I. Functional Mitral Regurgitation: What every physician needs to know
Secondary (functional) Mitral Regurgitation
Secondary mitral regurgitation (SMR) occurs when coronary disease with myocardial infarction or primary dilated cardiomyopathy cause a combination of left ventricular (LV) wall motion abnormalities, mitral annular dilatation, papillary muscle displacement and reduced closing force that prevent the mitral valve from coapting normally. The valve itself is usually normal but the LV abnormalities cause tenting of the valve, preventing its closure.

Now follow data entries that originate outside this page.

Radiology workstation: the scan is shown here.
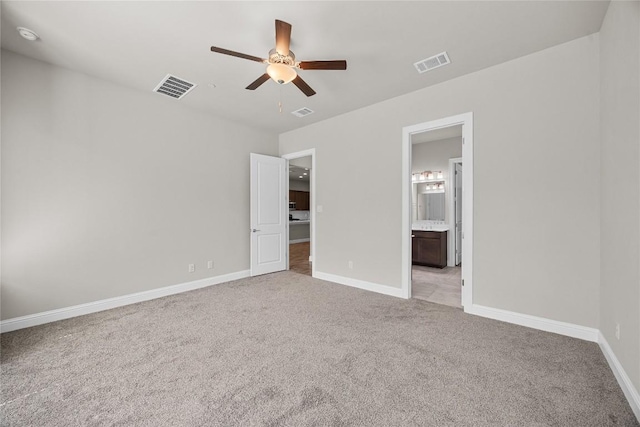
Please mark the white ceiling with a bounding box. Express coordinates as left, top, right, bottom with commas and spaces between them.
411, 125, 462, 144
1, 1, 608, 133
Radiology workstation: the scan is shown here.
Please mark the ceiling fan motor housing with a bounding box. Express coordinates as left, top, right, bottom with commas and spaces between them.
269, 49, 296, 67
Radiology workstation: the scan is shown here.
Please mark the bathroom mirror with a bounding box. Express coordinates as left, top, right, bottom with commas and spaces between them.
417, 192, 445, 221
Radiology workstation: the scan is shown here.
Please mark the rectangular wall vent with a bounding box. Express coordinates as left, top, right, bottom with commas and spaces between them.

While the burden of the volume overload of SMR may contribute to the pathology and poor outcome found in many SMR patients, the central problem that drives outcome is LV dysfunction, not MR. In primary MR the pathophysiology is straightforward. The volume overload caused by MR causes the symptoms, LV remodeling, LV damage, heart failure and eventually death if untreated. Correction of primary MR is “curative.” In SMR the MR itself is only part of the problem. Correction of SMR is accompanied by poor long-term survival; thus, the best therapy for SMR is much less certain than it is for primary MR.
II. Diagnostic Confirmation: Are you sure your patient has Secondary Mitral Regurgitation?
Because SMR is caused by other diseases of the LV that have already led to severe LV dysfunction, SMR is usually discovered during the work-up for heart failure. Thus, the typical SMR patient is symptomatic, complaining of dyspnea on exertion, orthopnea, paroxysmal nocturnal dyspnea and if right heart failure has intervened, ascites and edema. There may be a history of recent or remote myocardial infarction. Occasionally, SMR is discovered when the patient’s provider discovers a new heart murmur or when a cause for worsening heart failure is sought.
A. History, Part 1: Prevalence
Approximately 5 million American suffer from heart failure. Roughly half of these have heart failure with reduced ejection fraction (EF), of whom at least half have some degree of SMR.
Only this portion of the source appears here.